BAGHDAD, Iraq -- More U.S. soldiers have died in combat in Iraq since May 1, when President Bush declared an end to major combat operations, than died during main phase of the war, the U.S. military said on Tuesday.
The death toll is a milestone, graphically illustrating the extended character of a war that many Americans believed was nearly finished after just a few weeks of combat.
The 115th combat death occurred on Monday--114 died prior to May 1--during the wave of bombings in the Iraqi capital.
In the bureaucratic language peculiar to the military, this is the record of a nation's army slowly bleeding in battle.
President Bush declared this week's extraordinary bombing attacks in Baghdad--killing at least 35 people and wounding 230, mainly Iraqis, on Monday--as proof that terrorists and other anti-coalition forces are becoming desperate and on the wane.
Yet the facts are that combat deaths have been increasing in numbers, not declining, amid signs that guerrilla fighters are becoming better organized.
In retrospect, the U.S. approach in Iraq suffered from a number of miscalculations, unnecessarily alienating many people.
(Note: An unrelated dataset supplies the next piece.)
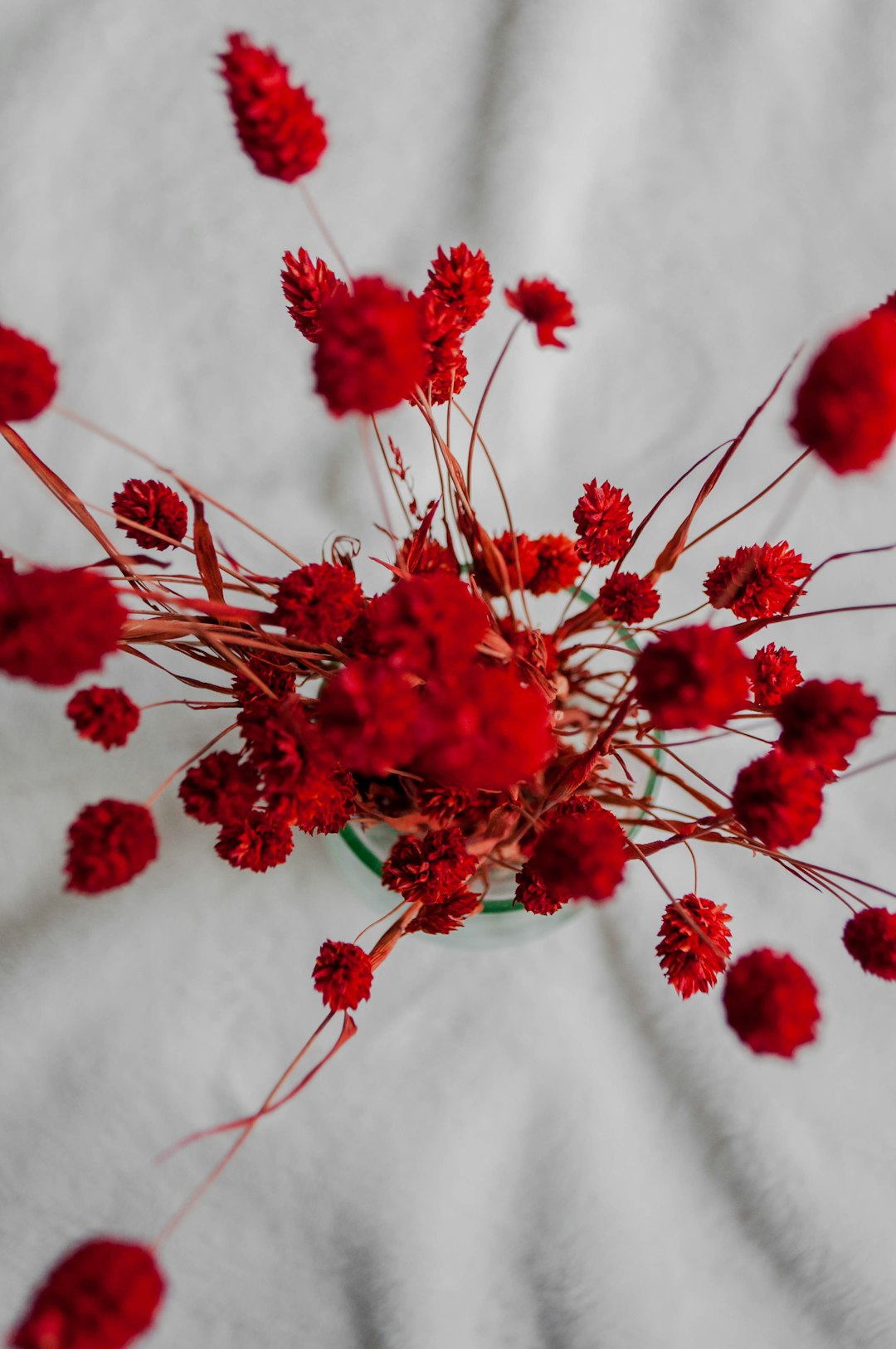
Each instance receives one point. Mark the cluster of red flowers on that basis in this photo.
(494, 750)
Military planners correctly anticipated that they could defeat Iraq's army with a fraction of the troops it took to oust Saddam Hussein's army from Kuwait in 1991, but they underestimated the number it would take to keep order across the country after the war.
Tactical intelligence was poor. Most units had no interpreters, and interpreters remain in short supply today.
U.S. troops did little to stop the widespread looting that took place in Baghdad after the city fell in April. While much of the city was ransacked, the only government ministry that U.S. troops moved to secure decisively was the Oil Ministry, reinforcing the popular belief that the invaders were only after Iraqi oil.